By Georgia Jordan, Content Writer at Biological Preparations
Ethical consumerism is now influencing B2B purchasing, with buyers expecting genuine action not only in a business’ own operations but also across its value chain. ESG reporting (Environmental, Social and Governance) has become the go-to framework for communicating those efforts. In fact, 88 per cent of publicly traded companies had ESG initiatives in 2020.
But while attention often falls on energy use, carbon offsetting, or community investment, one critical area is still largely overlooked: cleaning.
Cleaning is too often a tick box exercise yet touches every area of a business, including reputational, regulatory, operational and financial. Even where ESG and cleaning are aligned internally, supply chain decisions can still pose risks through greenwashing.
That leaves modern cleaning operations facing a dual challenge: how to make cleaning a genuine strategic asset, and how to protect your progress from being undermined by greenwashing.
First, let’s establish how cleaning links to each ESG criteria:
Environment: Plenty of cleaning products claim to be sustainable but still come packed in single-use plastic, contain petroleum-based ingredients, or get overused due to poor training and outdated systems. When you look across the full lifecycle, from ingredient selection and transport to energy use and end-of-life breakdown, the environmental impact can be high. Understanding exactly what you’re using, how it works, and its long-term effects is key to linking cleaning to environmental objectives.
Social: More research is revealing how cleaning chemicals impact health, not only of the cleaning team but of anyone using the space. For example, QUATs (quaternary ammonium compounds) are known to trigger asthma and skin issues, and VOCs (volatile organic compounds) can cause respiratory problems.

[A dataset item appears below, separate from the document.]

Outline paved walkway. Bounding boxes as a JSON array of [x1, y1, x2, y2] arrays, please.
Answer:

Social impact also stretches beyond your site, with ethical labour practices across your supply chain another consideration.
Governance: Governance is about more than leadership; it’s about transparency and trust. In the cleaning industry, many manufacturers are reluctant to share full lifecycle data or disclose key product information. That lack of visibility makes it difficult to track ESG progress or verify claims, opening the door to greenwashing. Greenwashing, the practice of exaggerating or fabricating environmental benefits, undermines genuine ESG progress.
So how can businesses move beyond box-ticking and build confidence in their cleaning-related ESG performance?
One common greenwashing tactic is selective disclosure. For example, promoting PCR packaging or concentrated formats while ignoring the product’s actual environmental impact or ingredients. To avoid being misled, start by investigating the formulation:
- Petrochemical-based: Derived from crude oil with high CO₂e emissions.
- Partially “eco” or bio-based: A step forward, but often still reliant on synthetics.
- Fully biotech or biosurfactant-based: Fermentation-derived ingredients like rhamnolipids or sophorolipids are the gold standard. They’re biodegradable and support a circular carbon economy. Removing carbon from the air via plant growth and returning it upon degradation.
Ingredient lists alone don’t always tell the full story. Reviewing the Safety Data Sheet (SDS) can offer deeper insight into a product’s safety and environmental profile.
You should also expect transparency around ingredients (without compromising IP) and evidence of biodegradability and low toxicity. Trustworthy third-party certifications such as Global GreenTag, EU Ecolabel or EcoCert, can provide another level of assurance.
Beyond formulation, investigate other factors that impact ESG performance:
- Are the products manufactured using cold water or renewable energy?
- Do they use concentrates or sachets to reduce plastic and transport impact?
- Are they water and energy efficient in use?
- What waste and recycling policies are in place at manufacturing sites?
From supply chain transparency to real-world health impacts, cleaning intersects with every part of ESG and leaving cleaning out of the equation creates gaps that cannot be ignored. Taking extra steps to guard against greenwashing is no longer optional, it’s a necessary layer of defence for any credible ESG strategy.